U.S. Home Value Appreciation to Slow in 2014: Zillow
Housing economists and real estate investment and market strategists are forecasting U.S. home value appreciation to slow down not only in 2014, but the next five years too, according to a Zillow survey.
Home prices are expected to end 2013 up nearly 7% year-over-year before slowing down considerably through 2018. The 108 survey respondents are predicting appreciation rates to be about 4% in 2014, and eventually fall to 3.4% in five years.
National home values could exceed their May 2007 peak by the first quarter of 2018, the survey says based on current expectations for home price appreciation, as well as surpass the $200,000 threshold by the end of that same year.
“The housing market has seen a period of unsustainable, breakneck appreciation, and some cooling off is both welcome and expected,” said Stan Humphries, chief economist for Zillow. “Rising mortgage rates, diminished investor demand and slowly rising inventory will all contribute to the slowdown of appreciation.”

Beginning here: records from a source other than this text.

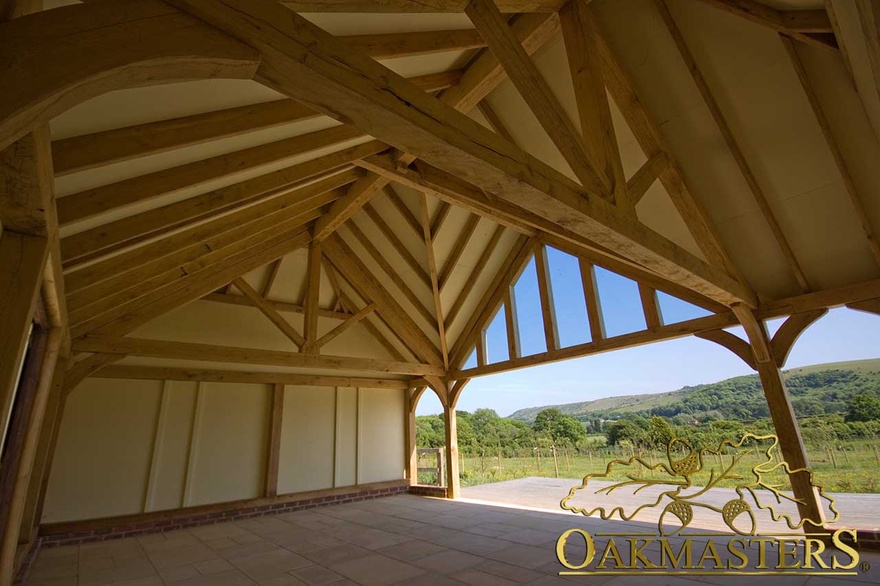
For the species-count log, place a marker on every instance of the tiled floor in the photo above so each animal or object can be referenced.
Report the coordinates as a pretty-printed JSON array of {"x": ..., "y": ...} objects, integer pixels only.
[{"x": 396, "y": 540}]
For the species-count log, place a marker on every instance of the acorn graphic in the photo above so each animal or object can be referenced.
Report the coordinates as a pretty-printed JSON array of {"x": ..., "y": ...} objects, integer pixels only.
[
  {"x": 683, "y": 511},
  {"x": 735, "y": 509}
]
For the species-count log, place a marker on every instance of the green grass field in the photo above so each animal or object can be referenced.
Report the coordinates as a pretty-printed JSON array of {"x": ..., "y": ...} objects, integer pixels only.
[{"x": 850, "y": 468}]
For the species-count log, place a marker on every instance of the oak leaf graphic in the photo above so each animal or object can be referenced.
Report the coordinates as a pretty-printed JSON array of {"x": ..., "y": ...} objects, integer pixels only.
[{"x": 752, "y": 466}]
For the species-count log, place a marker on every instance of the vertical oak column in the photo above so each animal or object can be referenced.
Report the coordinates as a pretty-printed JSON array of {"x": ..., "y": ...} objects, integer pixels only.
[
  {"x": 453, "y": 483},
  {"x": 784, "y": 420}
]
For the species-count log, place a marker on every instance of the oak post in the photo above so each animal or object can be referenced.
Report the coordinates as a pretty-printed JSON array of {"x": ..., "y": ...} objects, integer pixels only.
[
  {"x": 274, "y": 452},
  {"x": 784, "y": 423},
  {"x": 453, "y": 483}
]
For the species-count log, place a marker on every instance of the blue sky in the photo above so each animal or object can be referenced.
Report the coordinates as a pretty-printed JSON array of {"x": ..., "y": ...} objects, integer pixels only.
[{"x": 840, "y": 335}]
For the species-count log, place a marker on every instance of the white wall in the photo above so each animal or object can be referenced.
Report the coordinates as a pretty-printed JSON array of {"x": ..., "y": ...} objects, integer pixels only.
[{"x": 129, "y": 446}]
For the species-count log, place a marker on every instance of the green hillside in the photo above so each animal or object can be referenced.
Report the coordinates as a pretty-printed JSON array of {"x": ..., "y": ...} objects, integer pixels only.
[{"x": 817, "y": 389}]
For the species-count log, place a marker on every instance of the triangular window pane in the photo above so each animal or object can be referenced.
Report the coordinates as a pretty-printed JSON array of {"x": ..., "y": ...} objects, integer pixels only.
[
  {"x": 572, "y": 322},
  {"x": 675, "y": 310},
  {"x": 496, "y": 339},
  {"x": 621, "y": 303},
  {"x": 528, "y": 312}
]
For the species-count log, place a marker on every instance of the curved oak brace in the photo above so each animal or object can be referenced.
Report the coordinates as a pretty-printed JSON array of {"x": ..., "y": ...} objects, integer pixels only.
[
  {"x": 733, "y": 343},
  {"x": 790, "y": 331},
  {"x": 412, "y": 398},
  {"x": 85, "y": 368},
  {"x": 85, "y": 50},
  {"x": 439, "y": 387},
  {"x": 456, "y": 389}
]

Most panelists (58%) also said they would like to see the federal government maintain a considerable role in the mortgage market. Only 8% of those surveyed said the government should have a “non-existent” role in the conforming market.
The federal government accounted for 50% of all new mortgage originations at the beginning of the 21st century, but now backs approximately 90%, says Terry Loebs, founder of Pulsenomics LLC, an independent research and consulting firm that conducted the home expectations survey on behalf of Zillow.
Survey respondents said they would like to see the government support 35% of mortgage loans going forward, which is roughly the level that was seen in 2006.
“Policy discussions centered on reforming the nation’s housing finance system have only just begun,” Humphries said. “How much mortgages will end up costing average consumers, and the continued availability of traditional mortgage products like the 30-year fixed rate mortgage, are among the critical issues currently at stake for consumers in these debates.”